Despite their happy memories of Olly, his parents have not been able to do anything to celebrate Olly’s life since his funeral, with their emotions still “too raw.”

Stuart said: “It’s hard walking past his bedroom.

“I still expect him to knock on the door, I still see him out of the corner of my eye, walking around the kitchen emptying the cupboards.”

Not long before he died, Olly was diagnosed with autism, and his unique personality made him both a joy and an enigma for his parents.

Amanda said: “He would always get the most out of what he was doing, enjoy it and then think what’s next.

“When he was younger and if he had a birthday party or something he would meticulously plan.

“We also think he had PDA (pathological demand avoidance) because he had to control things.
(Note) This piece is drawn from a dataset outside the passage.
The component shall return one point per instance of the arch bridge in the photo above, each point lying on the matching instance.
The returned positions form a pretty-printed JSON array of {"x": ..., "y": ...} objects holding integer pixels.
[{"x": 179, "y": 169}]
He couldn’t bear being told what to do so you had to be clever to get him to do what you wanted without telling him, that was his form of control.

“When we look back at Olly as a child, he ruled the house. But we hadn’t made that connection.”

Olly loved primary school but started to struggle when he started secondary education, and his parents hope that more can be done for other children like Olly in the future.

 “It’s highlighted how vulnerable children are,” said Amanda. “His anxiety would feed through to other very negative things that he would do to hurt himself.

“At schools, there isn’t the SEN research to help all of these children that all have unique needs.”

Stuart agreed that more needed to be done to help children with varying needs at school.

He said: "I think the school system is set up for A and B students, so anyone that falls outside of that box, you’re a square peg in a round hole.

“Mental health issues are escalating in this country. Kids, 12-year-olds, are getting depressed. What sort of society have we got where a 12-year-old is on antidepressants?”